The Personalist Project

Interview with the Katholieke Niewsblad

A couple of weeks ago I was contacted by a reporter from a Dutch Catholic newspaper about the upcoming ToB conference in Rolduc. She'd seen the list of speakers and topics and was particularly interested in mine. She asked if she could interview me about it. With some trepidation, since my talk isn't finished and I know it's easy to cause misunderstandings by over or under-emphasizing various aspects of such a complex problem, I agreed. She encouraged me to be expansive, so I was, though I still inevitably left out a lot of what can and should be said about clericalism and its remedies.

In my talk, for instance, I mean to incorporate fuller references to ToB and to offer more in the way of hopeful solutions for the future.

The reporter translated my answers to her questions in no time flat. The article was published in Dutch this week. I thought it would be good to publish the whole thing in English too, for those who may be interested.

Here it is.
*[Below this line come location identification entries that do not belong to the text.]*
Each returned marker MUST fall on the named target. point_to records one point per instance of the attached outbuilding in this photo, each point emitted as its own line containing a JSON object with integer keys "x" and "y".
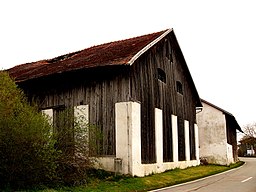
{"x": 138, "y": 92}
{"x": 217, "y": 135}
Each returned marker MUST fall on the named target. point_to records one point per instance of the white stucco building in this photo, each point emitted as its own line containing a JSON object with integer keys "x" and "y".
{"x": 217, "y": 135}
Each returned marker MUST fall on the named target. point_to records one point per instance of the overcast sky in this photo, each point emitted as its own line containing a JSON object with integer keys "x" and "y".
{"x": 217, "y": 38}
I'll put her questions in bold and italics.

KN: You are going to speak at the Theology of the Body conference, can you explain to the readers what is theology of the body?
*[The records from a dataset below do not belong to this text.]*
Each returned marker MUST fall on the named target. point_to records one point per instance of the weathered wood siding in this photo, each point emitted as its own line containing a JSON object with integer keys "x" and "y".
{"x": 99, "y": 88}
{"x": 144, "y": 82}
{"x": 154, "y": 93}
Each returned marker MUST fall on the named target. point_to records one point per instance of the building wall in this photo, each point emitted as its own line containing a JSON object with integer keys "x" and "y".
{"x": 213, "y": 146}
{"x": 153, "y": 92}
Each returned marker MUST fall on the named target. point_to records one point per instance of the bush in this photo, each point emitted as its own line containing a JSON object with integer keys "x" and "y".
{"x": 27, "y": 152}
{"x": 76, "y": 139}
Me: ToB is a collection of reflections given by John Paul II at his Wednesday audiences from 1979 to 1984 on the topic of human sexuality and its place in God’s plan of salvation. On one level, it was meant to offer the deep theological and anthropological rationale behind the Church’s teaching against artificial birth control in Humanae Vitae. More broadly and significantly, though, it can be seen as the late Pope’s profound and comprehensive answer to the major questions raised by modernity.
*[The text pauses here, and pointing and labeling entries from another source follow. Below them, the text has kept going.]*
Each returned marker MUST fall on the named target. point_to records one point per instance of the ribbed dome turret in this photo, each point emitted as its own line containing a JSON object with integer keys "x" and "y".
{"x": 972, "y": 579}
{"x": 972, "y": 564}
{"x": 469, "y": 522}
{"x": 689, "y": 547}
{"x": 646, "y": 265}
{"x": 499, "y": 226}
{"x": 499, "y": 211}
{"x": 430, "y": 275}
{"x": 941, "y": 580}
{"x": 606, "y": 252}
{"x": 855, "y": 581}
What has Theology of the body to say to our time? Why is it urgent today? Why did this emerge as central in our day?

We (at least we in the west) seem to live in a time of disconnect between the Church and the modern world. It’s a condition with many causes going all the way back at least to the Protestant Reformation—the breakdown of religious and cultural unity in Europe—followed by the rise of science, the industrial revolution, the spread of atheistic materialism, two cataclysmic world wars and the collapse of the monarchical and aristocratic systems of social organization, which had been so closely aligned with the Church. Then came technology and mass media, and finally, the birth control pill and the sexual revolution, which seemed to finalize the divorce, so to speak, between the Church and modern society. 

 My husband remembers well growing up in a Catholic village in Noord Brabant as a normal Dutch boy in the 70s and 80s, more or less taking it for granted that religion was a thing of the past. It was for old people or weak people who couldn’t cope with the discovery that life basically boils down to molecules. It wasn’t something he was taught explicitly; it was just the cultural air he breathed.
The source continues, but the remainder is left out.